Croissance faible et risques climatiques : la prévision à mi‑trimestre
La Banque de France anticipe une progression du produit intérieur brut de 0,2% pour le troisième trimestre, soit le même rythme que celui observé au trimestre précédent. Cette estimation, publiée mardi à mi‑trimestre, repose sur une enquête menée auprès de 8 500 chefs d'entreprise et met en évidence un moteur principal : le dynamisme des services marchands.
L'institution qui veille à la stabilité financière française souligne toutefois que cette prévision reste « sujette à une incertitude importante ». Les facteurs qui peuvent infléchir la trajectoire sont multiples et en partie exogènes : la poursuite de la sécheresse et de nouvelles vagues de chaleur, la situation géopolitique au Moyen‑Orient et le manque de données disponibles à mi‑août.
« sujette à une incertitude importante »
Des secteurs en dents de scie
L'enquête détaille des contrastes sectoriels : l'activité industrielle continue de progresser en juillet, mais à un rythme ralenti et en dessous des attentes des chefs d'entreprise. Certains segments ont connu des difficultés ponctuelles — l'habillement‑textile a souffert d'une faiblesse des ventes lors des soldes d'été, tandis que l'aéronautique a subi un recul temporaire de la production.
En revanche, la production industrielle a bénéficié d'investissements ciblés, notamment dans les technologies, l'énergie et la défense. Les équipements électriques profitent du développement des data centers et de l'électrification des infrastructures, deux moteurs d'investissements qui contribuent à soutenir l'activité industrielle.

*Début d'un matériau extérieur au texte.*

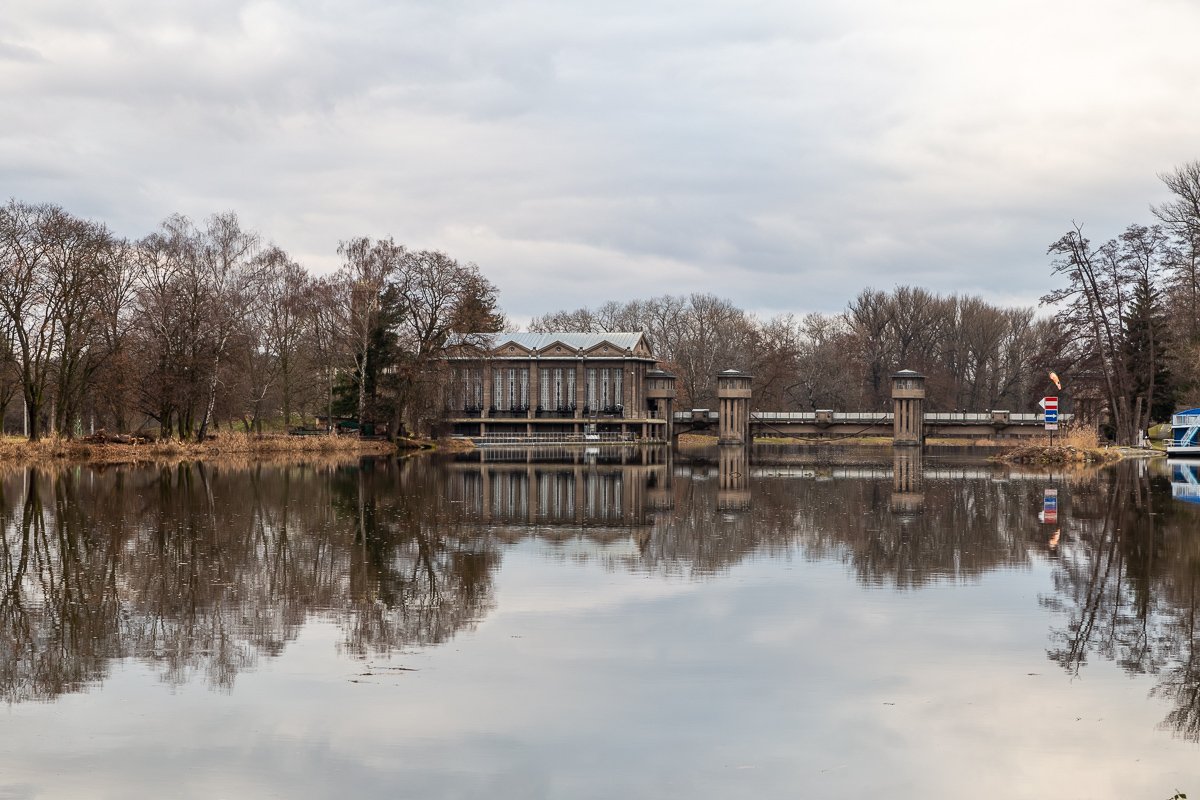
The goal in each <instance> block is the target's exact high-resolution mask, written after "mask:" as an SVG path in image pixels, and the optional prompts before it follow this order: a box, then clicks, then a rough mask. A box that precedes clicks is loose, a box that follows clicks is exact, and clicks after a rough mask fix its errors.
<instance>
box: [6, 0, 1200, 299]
mask: <svg viewBox="0 0 1200 800" xmlns="http://www.w3.org/2000/svg"><path fill="white" fill-rule="evenodd" d="M0 20H2V24H0V194H4V196H6V197H14V198H17V199H19V200H24V201H43V200H49V201H54V203H59V204H61V205H64V206H65V207H66V209H67V210H70V211H72V212H74V213H78V215H82V216H88V217H92V218H96V219H101V221H104V222H107V223H108V224H109V227H112V228H113V229H114V230H116V231H118V233H119V234H121V235H127V236H142V235H145V234H146V233H149V231H150V230H151V229H154V228H155V225H157V223H158V222H160V221H161V219H162V218H163V217H164V216H167V215H168V213H170V212H174V211H179V212H182V213H186V215H188V216H192V217H194V218H198V219H199V218H203V217H205V216H206V215H209V213H211V212H214V211H221V210H229V209H232V210H235V211H238V212H239V213H240V215H241V217H242V219H244V222H245V223H246V224H248V225H251V227H253V228H257V229H258V230H259V231H262V233H263V234H264V235H265V236H266V237H269V239H271V240H274V241H275V242H277V243H278V245H281V246H282V247H284V248H287V249H288V251H290V252H292V253H293V254H294V255H295V257H296V258H299V259H300V260H301V261H304V263H305V264H306V265H308V266H310V267H311V269H313V270H314V271H326V270H330V269H332V267H334V266H336V265H337V255H336V247H337V241H338V240H340V239H348V237H350V236H356V235H371V236H385V235H391V236H394V237H396V239H397V240H398V241H402V242H404V243H407V245H409V246H413V247H421V248H437V249H444V251H446V252H448V253H450V254H451V255H454V257H455V258H458V259H460V260H470V261H475V263H478V264H479V265H480V267H481V269H482V271H484V273H485V275H487V276H488V277H490V278H491V279H492V282H493V283H496V284H497V285H498V287H499V289H500V300H502V305H503V307H504V309H505V311H506V312H508V313H509V314H510V315H511V317H514V318H515V319H517V320H522V319H527V318H528V317H530V315H534V314H540V313H544V312H547V311H553V309H558V308H568V307H577V306H581V305H592V306H595V305H599V303H600V302H602V301H605V300H628V299H632V297H644V296H652V295H658V294H664V293H673V294H678V293H689V291H710V293H714V294H718V295H721V296H725V297H728V299H730V300H732V301H734V302H736V303H738V305H740V306H743V307H745V308H749V309H751V311H756V312H758V313H762V314H772V313H775V312H781V311H793V312H806V311H838V309H840V308H842V307H845V303H846V301H847V300H848V299H850V297H851V296H853V295H854V294H856V293H857V291H858V290H859V289H862V288H863V287H868V285H871V287H875V288H882V289H888V288H892V287H894V285H896V284H899V283H914V284H919V285H924V287H928V288H930V289H934V290H937V291H942V293H947V291H960V293H977V294H982V295H984V296H985V297H988V299H989V300H992V301H995V302H1002V303H1028V302H1034V301H1036V299H1037V297H1038V295H1040V294H1043V293H1044V291H1046V290H1048V289H1049V288H1051V287H1052V285H1054V279H1052V278H1051V276H1050V275H1049V270H1048V259H1046V257H1045V251H1046V246H1048V245H1049V243H1050V242H1051V241H1054V240H1055V239H1057V237H1058V236H1060V235H1061V234H1062V233H1063V231H1064V230H1066V229H1067V228H1068V225H1069V224H1070V222H1072V219H1078V221H1080V222H1084V223H1085V225H1086V228H1085V231H1087V233H1090V234H1091V235H1092V237H1094V239H1106V237H1109V236H1112V235H1115V234H1117V233H1120V230H1121V228H1123V227H1124V225H1126V224H1128V223H1130V222H1148V218H1150V215H1148V205H1150V204H1151V203H1157V201H1162V200H1163V199H1165V198H1164V193H1163V188H1162V184H1160V182H1159V181H1158V179H1157V174H1158V173H1162V172H1165V170H1169V169H1171V168H1172V167H1174V166H1177V164H1181V163H1183V162H1187V161H1193V160H1196V158H1200V46H1198V41H1200V4H1196V2H1194V0H1141V1H1140V2H1130V1H1129V0H1124V1H1122V2H1116V1H1115V0H1090V1H1088V2H1082V1H1080V2H1067V1H1064V0H1038V1H1037V2H1034V1H1024V0H1021V1H1008V2H990V4H979V2H968V1H964V0H908V1H907V2H895V1H894V0H844V1H841V2H815V1H810V0H780V1H775V0H739V1H737V2H734V1H733V0H686V1H683V0H662V1H658V2H654V1H650V2H647V1H646V0H636V1H635V0H606V1H605V2H595V1H582V0H581V1H575V2H572V1H569V0H559V1H558V2H548V1H539V0H523V1H522V0H518V1H509V2H497V1H496V0H487V1H475V0H336V1H335V0H289V1H287V2H244V1H238V0H205V2H191V4H186V2H149V1H144V2H134V1H130V0H106V1H104V2H85V1H84V0H72V1H62V0H16V1H13V0H8V1H7V2H4V4H2V5H0Z"/></svg>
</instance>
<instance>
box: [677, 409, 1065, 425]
mask: <svg viewBox="0 0 1200 800" xmlns="http://www.w3.org/2000/svg"><path fill="white" fill-rule="evenodd" d="M700 410H701V409H697V411H700ZM701 416H707V419H708V420H710V421H715V420H716V419H718V416H719V414H718V413H716V411H708V410H703V414H702V415H701ZM924 416H925V422H926V423H929V422H934V423H943V425H947V423H959V425H991V423H992V422H1000V423H1002V425H1003V423H1006V421H1004V420H1002V419H996V417H995V416H994V415H992V414H991V413H990V411H983V413H979V411H926V413H925V415H924ZM695 417H696V415H695V414H694V413H692V411H676V413H674V421H676V422H691V421H692V420H694V419H695ZM827 419H829V420H830V421H833V422H842V423H854V425H865V423H878V425H890V423H892V421H893V419H894V415H893V414H892V413H890V411H830V413H829V415H828V417H827ZM1073 419H1074V415H1073V414H1060V415H1058V421H1060V423H1066V422H1070V421H1072V420H1073ZM750 421H751V422H763V423H781V422H816V421H817V413H816V411H750ZM1044 422H1045V415H1044V414H1008V416H1007V423H1008V425H1042V423H1044Z"/></svg>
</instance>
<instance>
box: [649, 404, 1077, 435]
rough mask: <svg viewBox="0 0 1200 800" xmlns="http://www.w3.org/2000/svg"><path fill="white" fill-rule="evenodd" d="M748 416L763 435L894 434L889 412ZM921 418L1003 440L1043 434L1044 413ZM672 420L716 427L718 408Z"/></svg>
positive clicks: (821, 411) (751, 433) (1060, 418)
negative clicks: (1038, 413) (714, 410)
mask: <svg viewBox="0 0 1200 800" xmlns="http://www.w3.org/2000/svg"><path fill="white" fill-rule="evenodd" d="M749 416H750V435H751V437H761V438H769V437H785V438H786V437H800V438H805V439H838V438H848V437H892V435H893V433H894V428H895V414H894V413H892V411H832V410H821V411H750V414H749ZM1058 419H1060V421H1061V422H1063V423H1067V422H1070V420H1072V415H1070V414H1063V415H1060V417H1058ZM922 420H923V423H924V426H923V427H924V435H925V437H944V438H961V439H1004V438H1015V437H1031V435H1043V434H1044V433H1045V417H1044V416H1043V415H1042V414H1012V413H1009V411H986V413H960V411H954V413H950V411H929V413H925V414H923V415H922ZM673 422H674V426H673V429H674V433H676V434H679V433H689V432H701V431H704V432H707V431H718V429H719V428H720V413H719V411H710V410H708V409H694V410H691V411H677V413H676V414H674V420H673Z"/></svg>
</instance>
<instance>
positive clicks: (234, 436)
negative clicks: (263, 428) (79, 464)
mask: <svg viewBox="0 0 1200 800" xmlns="http://www.w3.org/2000/svg"><path fill="white" fill-rule="evenodd" d="M396 450H397V447H396V445H395V444H392V443H390V441H372V440H364V439H359V438H358V437H289V435H286V434H271V433H266V434H262V435H259V434H250V433H230V432H221V433H217V434H216V435H214V437H211V438H210V439H208V440H205V441H175V440H170V439H167V440H150V441H139V443H136V444H114V443H97V441H88V440H84V439H64V438H60V437H47V438H44V439H42V440H40V441H26V440H25V439H22V438H17V437H4V438H0V461H8V462H37V461H79V462H92V463H112V464H115V463H130V462H144V461H182V459H211V458H223V457H227V456H239V457H246V458H265V457H276V456H289V455H296V456H307V455H314V456H316V455H319V456H338V455H341V456H358V455H390V453H395V452H396Z"/></svg>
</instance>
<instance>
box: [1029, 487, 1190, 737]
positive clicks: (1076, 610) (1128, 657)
mask: <svg viewBox="0 0 1200 800" xmlns="http://www.w3.org/2000/svg"><path fill="white" fill-rule="evenodd" d="M1169 497H1170V487H1169V485H1168V482H1166V481H1165V479H1152V477H1150V476H1148V474H1147V473H1146V471H1145V469H1144V468H1142V467H1141V465H1136V464H1134V465H1124V468H1123V469H1120V470H1109V471H1105V473H1103V474H1102V475H1100V476H1099V479H1098V480H1097V481H1094V482H1093V483H1090V485H1087V486H1086V487H1081V489H1079V491H1076V493H1075V497H1074V513H1072V516H1070V518H1069V519H1068V521H1067V522H1066V524H1064V528H1063V534H1064V536H1063V547H1062V552H1061V557H1060V559H1058V564H1057V569H1056V572H1055V590H1056V594H1055V596H1054V597H1046V599H1043V604H1045V606H1046V607H1048V608H1050V609H1052V610H1055V612H1057V613H1058V614H1061V615H1062V616H1064V618H1066V624H1064V626H1063V627H1061V628H1056V630H1054V631H1052V632H1051V640H1052V642H1054V646H1052V648H1051V649H1050V651H1049V652H1048V655H1049V657H1050V658H1051V660H1054V661H1055V662H1057V663H1058V664H1060V666H1062V667H1063V669H1066V670H1068V672H1070V673H1076V672H1079V669H1080V668H1081V667H1082V666H1084V664H1085V663H1086V662H1087V657H1088V656H1090V655H1091V654H1093V652H1094V654H1097V655H1099V656H1102V657H1104V658H1108V660H1110V661H1114V662H1116V663H1117V664H1118V666H1120V667H1121V668H1122V669H1124V670H1126V672H1128V673H1145V674H1151V675H1156V676H1157V679H1158V682H1157V685H1156V688H1154V690H1153V693H1154V694H1156V696H1159V697H1163V698H1165V699H1168V700H1170V702H1171V703H1172V705H1174V709H1172V710H1171V712H1170V714H1169V715H1168V716H1166V718H1165V720H1164V722H1163V726H1164V727H1165V728H1168V729H1171V730H1172V732H1175V733H1176V734H1177V735H1180V736H1182V738H1184V739H1189V740H1193V741H1200V630H1198V613H1200V602H1198V600H1200V541H1198V540H1196V537H1195V522H1196V521H1195V512H1194V510H1193V509H1189V507H1187V506H1184V505H1183V504H1178V503H1174V501H1171V500H1169V499H1166V498H1169Z"/></svg>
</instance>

- Services marchands : principal soutien de la croissance estimée.
- Industrie : progression limitée, mais portée par des investissements technologiques et énergétiques.
- Consommation : arbitrages en faveur d'autres dépenses ; restauration et loisirs pénalisés par la chaleur.
Climat et ressources en eau : un risque qui pèse
La Banque de France attire l'attention sur les effets potentiels de nouvelles vagues de chaleur. La sécheresse s'aggrave et, début août, deux tiers des nappes phréatiques présentaient des niveaux inférieurs aux normales saisonnières. Ces tensions sur les ressources hydriques peuvent affecter la production agricole, freiner certains chantiers et peser sur la demande dans des secteurs déjà fragilisés par la chaleur (restauration, loisirs, bâtiment).
Comparaison avec l'Insee et enjeux pour la période à venir
La prévision de la Banque de France est légèrement plus optimiste que l'estimation la plus récente de l'Insee, qui tablait en juin sur 0,1% de croissance au troisième trimestre. Cette divergence reste modeste mais reflète l'incertitude ambiante : des chocs climatiques ou géopolitiques pourraient réduire la dynamique, tandis qu'une amélioration des indicateurs d'activité ou une demande touristique soutenue pourrait la conforter.
| Indicateur | Valeur |
|---|---|
| Prévision Banque de France (T3) | +0,2% |
| Prévision Insee (T3) | +0,1% |
| Entreprises interrogées | 8 500 |
| Nappes phréatiques sous normales | ~2/3 |
Conséquences concrètes pour les ménages et les entreprises
Pour les ménages, une croissance à ce niveau signifie une trajectoire d'activité faible : créations d'emplois modérées, pouvoir d'achat sous pression si l'inflation reste élevée, et une sensibilité accrue aux aléas climatiques. Pour les entreprises, l'enjeu est double : maintenir les investissements — en particulier dans la transition énergétique et la numérisation — tout en gérant des risques opérationnels liés à la chaleur et aux tensions d'approvisionnement.
Au final, la Banque de France livre une lecture prudente : l'économie française continue de croître, mais le chemin reste étroit et jalonné d'incertitudes. La marge entre une croissance molle et le risque de stagnation dépendra autant des conditions climatiques et géopolitiques que de la capacité des entreprises à transformer les investissements en gains de productivité durables.